Technologies

Radios numériques proximales : Worlspace prend encore plus d’espace

le 04 novembre 2003 | Dernière mise à jour de l'article le 12 décembre 2008

Sociétés

Au cours d’une réunion avec la presse tenue à Dakar le 7 mai 2003, la radio satellitaire de l’Afrique et des pays du Sud commence à s’intéresser aux problèmes quotidiens de ses quelques auditeurs. Après avoir contribué à l’expansion des radios numériques africaines, Worldspace a connu des passages pénibles malgré la philosophie humanitaire qui sous-tend les initiateurs de cette entreprise.

À Yaoundé comme à Libreville et Bamako, à Luanda comme à Bouaké et Bangui, à Saint Louis, Dakar ou Ndjaména, Worldspace ne passe pas inaperçue, car le satellite est venu à la rescousse de la radio en général et de la radio éducative en particulier. Worldspace permet d’écouter, avec la qualité numérique, des émissions radio à partir de terminaux (postes radio) conçus par (ou pour) WorldSpace et fabriqués par divers industriels japonais. Au Sénégal, trois radios sont abonnées à WorldSpace et diffusent la totalité de leurs émissions dans le pays et partout en Afrique, au Moyen-Orient et dans la majeure partie de l’Europe. Africa N°1 , la radio africaine, a récemment abandonné Afristar pour exploiter son propre satellite.

Les besoins des Africains concernent en priorité l’éducation et la formation. C’est pourquoi les nombreuses radios africaines développent aujourd’hui des émissions interactives relatives à des activités scolaires, à des compétitions scientifiques, aux programmes académiques qui passionnent les auditeurs pour qui la télé est encore un luxe. Les radios proximales et numériques foisonnent maintenant, mais les récepteurs Worldspace, identiques aux radios ordinaires en dehors de leur antenne particulières, coûtent encore les yeux de la tête et remettent à plus tard la connexion avec Afristar.

L’Agence de la francophonie utilise Worldspace pour le canal éducatif francophone dont les programmes renouvelés avaient déjà été présentés dans Thot. L’accès à ces programmes est malencontreusement rendu difficile pour des raisons techniques et aussi pour le prix prohibitif des postes récepteurs. À la rencontre avec la presse du 7 mai dernier à Dakar, les représentants de la société annoncaient que le but de WorldSpace est de baisser ces prix à moins de 100.000 FCFA au lieu de 130.000 à 150.000 FCFA de la gamme actuelle de radios disponibles. Ce qui n’est pas donné.

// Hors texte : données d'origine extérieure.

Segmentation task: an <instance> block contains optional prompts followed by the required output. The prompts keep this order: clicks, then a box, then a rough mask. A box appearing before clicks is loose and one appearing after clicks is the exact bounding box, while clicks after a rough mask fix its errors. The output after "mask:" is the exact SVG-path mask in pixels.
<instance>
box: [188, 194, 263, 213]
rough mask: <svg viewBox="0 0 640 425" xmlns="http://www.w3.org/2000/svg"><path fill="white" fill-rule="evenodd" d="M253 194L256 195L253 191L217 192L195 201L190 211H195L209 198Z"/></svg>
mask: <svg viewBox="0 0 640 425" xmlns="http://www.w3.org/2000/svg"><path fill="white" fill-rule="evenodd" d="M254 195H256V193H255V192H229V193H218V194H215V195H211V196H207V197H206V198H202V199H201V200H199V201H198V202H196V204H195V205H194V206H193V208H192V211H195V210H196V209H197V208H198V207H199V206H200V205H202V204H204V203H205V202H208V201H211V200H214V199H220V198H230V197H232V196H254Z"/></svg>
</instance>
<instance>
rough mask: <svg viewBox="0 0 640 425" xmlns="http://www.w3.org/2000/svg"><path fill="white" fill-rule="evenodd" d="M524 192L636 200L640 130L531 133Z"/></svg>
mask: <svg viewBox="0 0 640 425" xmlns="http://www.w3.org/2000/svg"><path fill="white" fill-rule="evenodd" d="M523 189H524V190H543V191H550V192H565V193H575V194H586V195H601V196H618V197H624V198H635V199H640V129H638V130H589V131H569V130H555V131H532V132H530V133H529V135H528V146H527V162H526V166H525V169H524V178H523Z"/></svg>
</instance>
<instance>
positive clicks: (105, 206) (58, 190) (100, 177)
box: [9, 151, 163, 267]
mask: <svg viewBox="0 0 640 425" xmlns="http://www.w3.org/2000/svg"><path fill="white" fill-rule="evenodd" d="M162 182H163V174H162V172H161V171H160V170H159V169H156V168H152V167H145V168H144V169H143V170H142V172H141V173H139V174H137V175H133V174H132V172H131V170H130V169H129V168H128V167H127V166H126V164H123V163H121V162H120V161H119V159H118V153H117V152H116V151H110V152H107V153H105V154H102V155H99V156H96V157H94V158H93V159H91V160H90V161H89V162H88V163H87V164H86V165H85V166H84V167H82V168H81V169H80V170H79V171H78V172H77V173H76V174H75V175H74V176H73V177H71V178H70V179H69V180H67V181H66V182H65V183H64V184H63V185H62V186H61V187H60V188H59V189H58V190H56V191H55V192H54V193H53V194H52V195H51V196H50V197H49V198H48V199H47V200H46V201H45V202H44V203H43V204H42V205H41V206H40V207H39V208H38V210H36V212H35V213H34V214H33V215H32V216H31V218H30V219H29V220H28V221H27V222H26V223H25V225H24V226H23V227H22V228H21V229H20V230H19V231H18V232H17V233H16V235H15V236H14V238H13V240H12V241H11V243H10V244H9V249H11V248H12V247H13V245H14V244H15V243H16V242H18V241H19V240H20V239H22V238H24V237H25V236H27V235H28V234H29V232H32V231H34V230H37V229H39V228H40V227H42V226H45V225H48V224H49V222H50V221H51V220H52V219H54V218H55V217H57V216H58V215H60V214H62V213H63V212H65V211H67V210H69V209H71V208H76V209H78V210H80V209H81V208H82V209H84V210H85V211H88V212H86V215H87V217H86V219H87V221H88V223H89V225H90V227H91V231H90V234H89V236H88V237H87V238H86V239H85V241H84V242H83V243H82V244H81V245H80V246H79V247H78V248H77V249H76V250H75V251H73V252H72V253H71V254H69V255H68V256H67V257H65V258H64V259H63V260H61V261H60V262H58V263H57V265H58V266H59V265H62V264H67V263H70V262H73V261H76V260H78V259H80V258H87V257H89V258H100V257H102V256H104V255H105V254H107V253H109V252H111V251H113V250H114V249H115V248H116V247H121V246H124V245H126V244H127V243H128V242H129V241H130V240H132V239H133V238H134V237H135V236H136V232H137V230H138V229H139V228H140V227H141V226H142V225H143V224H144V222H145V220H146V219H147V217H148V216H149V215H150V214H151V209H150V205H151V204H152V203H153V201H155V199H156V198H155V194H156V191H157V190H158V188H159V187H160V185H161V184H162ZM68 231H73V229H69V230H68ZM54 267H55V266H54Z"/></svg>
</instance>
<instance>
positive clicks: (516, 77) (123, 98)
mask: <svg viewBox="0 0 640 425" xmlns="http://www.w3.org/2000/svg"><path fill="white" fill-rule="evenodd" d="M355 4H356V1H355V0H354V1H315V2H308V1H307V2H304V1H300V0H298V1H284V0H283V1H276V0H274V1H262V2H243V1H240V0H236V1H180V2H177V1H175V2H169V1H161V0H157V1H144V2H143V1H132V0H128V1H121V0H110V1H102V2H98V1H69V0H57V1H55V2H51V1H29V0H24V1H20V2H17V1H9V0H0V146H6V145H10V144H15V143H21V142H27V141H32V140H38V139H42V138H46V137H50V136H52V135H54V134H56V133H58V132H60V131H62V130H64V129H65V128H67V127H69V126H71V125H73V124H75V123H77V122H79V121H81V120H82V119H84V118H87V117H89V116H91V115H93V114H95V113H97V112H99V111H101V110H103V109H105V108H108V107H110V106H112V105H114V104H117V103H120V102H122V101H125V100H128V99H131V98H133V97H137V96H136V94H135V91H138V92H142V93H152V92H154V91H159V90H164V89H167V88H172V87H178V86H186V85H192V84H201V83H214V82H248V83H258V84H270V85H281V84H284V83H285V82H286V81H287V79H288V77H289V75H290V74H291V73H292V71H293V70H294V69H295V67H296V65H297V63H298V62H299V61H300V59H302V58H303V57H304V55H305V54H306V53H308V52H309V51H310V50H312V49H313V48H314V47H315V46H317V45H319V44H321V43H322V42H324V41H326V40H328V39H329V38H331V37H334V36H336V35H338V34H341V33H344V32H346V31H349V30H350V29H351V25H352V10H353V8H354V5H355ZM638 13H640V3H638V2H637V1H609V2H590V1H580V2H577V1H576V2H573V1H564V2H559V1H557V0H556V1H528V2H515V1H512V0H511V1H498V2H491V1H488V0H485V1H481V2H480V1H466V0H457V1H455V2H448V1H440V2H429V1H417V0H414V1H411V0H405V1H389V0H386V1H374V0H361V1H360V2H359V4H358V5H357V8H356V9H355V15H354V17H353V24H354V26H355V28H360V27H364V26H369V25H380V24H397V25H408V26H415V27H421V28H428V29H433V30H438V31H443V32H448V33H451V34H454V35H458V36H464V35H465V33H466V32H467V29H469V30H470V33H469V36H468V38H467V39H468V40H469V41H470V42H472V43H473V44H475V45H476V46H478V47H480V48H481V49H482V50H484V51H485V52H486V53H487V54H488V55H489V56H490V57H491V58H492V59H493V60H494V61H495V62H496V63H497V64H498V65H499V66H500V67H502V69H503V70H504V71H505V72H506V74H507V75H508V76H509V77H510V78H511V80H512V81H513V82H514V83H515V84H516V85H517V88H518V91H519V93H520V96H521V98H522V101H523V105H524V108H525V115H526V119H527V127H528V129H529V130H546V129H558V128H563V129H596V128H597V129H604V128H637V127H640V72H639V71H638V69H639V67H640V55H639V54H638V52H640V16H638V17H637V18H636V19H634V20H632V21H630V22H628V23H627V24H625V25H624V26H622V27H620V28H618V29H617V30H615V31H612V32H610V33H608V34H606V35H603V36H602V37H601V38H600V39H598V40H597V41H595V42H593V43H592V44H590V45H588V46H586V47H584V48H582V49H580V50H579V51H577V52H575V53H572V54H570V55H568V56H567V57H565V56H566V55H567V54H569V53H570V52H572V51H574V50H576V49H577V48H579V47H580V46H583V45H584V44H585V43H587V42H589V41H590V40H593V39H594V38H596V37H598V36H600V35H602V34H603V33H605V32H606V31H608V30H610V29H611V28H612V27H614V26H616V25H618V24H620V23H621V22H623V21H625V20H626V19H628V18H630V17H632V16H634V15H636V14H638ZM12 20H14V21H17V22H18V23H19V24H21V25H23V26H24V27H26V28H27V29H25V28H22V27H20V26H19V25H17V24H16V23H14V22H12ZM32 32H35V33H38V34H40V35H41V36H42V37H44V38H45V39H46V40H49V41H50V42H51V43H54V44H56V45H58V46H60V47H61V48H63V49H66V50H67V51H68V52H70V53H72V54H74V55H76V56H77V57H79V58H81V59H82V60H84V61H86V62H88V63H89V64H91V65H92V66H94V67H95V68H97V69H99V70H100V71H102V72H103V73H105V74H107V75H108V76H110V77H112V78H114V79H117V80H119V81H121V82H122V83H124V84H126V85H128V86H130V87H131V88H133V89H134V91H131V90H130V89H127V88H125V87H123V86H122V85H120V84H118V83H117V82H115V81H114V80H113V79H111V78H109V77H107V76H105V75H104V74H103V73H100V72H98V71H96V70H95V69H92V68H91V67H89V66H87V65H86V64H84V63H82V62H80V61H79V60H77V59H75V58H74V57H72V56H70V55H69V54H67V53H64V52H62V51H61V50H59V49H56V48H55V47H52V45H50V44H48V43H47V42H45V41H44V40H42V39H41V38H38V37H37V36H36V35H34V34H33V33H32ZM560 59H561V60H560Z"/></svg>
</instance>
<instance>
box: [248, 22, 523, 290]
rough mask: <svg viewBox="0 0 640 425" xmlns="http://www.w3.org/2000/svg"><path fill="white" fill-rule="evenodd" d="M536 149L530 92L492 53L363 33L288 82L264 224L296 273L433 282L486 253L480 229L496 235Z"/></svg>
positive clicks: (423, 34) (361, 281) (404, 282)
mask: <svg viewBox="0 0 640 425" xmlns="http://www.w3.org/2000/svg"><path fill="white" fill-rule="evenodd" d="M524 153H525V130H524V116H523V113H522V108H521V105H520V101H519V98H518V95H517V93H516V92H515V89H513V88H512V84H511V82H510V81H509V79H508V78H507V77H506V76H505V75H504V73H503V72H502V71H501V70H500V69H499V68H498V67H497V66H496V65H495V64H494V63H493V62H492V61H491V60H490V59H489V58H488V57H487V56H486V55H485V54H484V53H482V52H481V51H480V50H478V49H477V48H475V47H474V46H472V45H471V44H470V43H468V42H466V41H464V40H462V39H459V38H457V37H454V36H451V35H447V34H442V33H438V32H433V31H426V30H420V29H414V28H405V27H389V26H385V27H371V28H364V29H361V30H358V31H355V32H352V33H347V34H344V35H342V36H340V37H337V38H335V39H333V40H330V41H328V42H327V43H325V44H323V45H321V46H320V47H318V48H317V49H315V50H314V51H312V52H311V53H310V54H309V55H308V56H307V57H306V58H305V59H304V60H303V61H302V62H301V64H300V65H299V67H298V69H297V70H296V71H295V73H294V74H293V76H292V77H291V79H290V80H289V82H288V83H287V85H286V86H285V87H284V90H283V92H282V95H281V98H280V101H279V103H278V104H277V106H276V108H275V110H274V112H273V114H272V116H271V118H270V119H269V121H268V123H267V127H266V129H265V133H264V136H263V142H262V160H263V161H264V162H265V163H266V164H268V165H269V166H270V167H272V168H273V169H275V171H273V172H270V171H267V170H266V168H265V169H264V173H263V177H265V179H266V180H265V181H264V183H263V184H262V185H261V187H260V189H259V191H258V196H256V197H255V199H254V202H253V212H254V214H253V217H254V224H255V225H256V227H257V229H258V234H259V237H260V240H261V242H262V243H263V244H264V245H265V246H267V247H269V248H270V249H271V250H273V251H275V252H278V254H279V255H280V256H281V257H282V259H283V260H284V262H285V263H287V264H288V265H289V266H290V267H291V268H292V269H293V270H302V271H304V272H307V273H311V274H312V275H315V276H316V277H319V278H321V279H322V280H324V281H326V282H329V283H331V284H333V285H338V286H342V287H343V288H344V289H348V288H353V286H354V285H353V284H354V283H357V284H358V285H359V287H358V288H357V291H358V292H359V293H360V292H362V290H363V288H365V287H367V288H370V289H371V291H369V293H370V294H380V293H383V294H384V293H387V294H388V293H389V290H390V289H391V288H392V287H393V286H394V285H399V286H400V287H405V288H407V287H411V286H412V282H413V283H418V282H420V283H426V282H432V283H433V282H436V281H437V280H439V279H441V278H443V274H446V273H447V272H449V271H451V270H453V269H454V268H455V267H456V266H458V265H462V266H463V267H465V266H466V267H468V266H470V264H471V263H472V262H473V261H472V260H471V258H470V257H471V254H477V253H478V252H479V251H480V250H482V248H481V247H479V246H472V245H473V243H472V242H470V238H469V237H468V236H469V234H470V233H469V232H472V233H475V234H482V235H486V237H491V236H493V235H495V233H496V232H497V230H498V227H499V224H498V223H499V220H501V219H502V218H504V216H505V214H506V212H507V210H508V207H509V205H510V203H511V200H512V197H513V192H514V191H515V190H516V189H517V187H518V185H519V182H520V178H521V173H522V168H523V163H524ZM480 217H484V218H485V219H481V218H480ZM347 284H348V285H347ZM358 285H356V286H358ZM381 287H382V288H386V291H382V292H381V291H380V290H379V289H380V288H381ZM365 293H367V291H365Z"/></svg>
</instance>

WorldSpace va également se diversifier pour mieux rentabiliser l’investissement. Les applications, qui visent aussi les professionnels (entreprises, administrations, etc.), en plus du grand public, concerneront la fourniture d’informations presse en temps réel (Presse quotidienne par satellite) à l’éducation-formation à distance en passant par les services marins (météo marine par satellite), les informations financières et le "datacast" (transmissions de données diverses par satellite).

La formation à distance par le numérique est impatiemment attendue vu le nombre de jeunes en quête de science et d’instruction, mais qui sont entièrement démunis. Les secteurs sociaux comme l’éducation, la santé et le développement des infrastructures méritent qu’on s’y attarde. La radio numérique, la visioconférence, le télé-enseignement par l’imprimé demeurent les voies royales et complémentaires pour l’éducation. Si ces outils semblent coûteux, ils sont cependant un moyen parmi d’autres pour instruire et éduquer la jeunesse massive de l’Afrique.

Ces vœux ne seront réalisés qu’en impliquant les Africains eux-mêmes à cette mission, à les amener à se prendre eux-mêmes en mains pour conduire, seuls, leur propre destin. C’est certainement le plus difficile.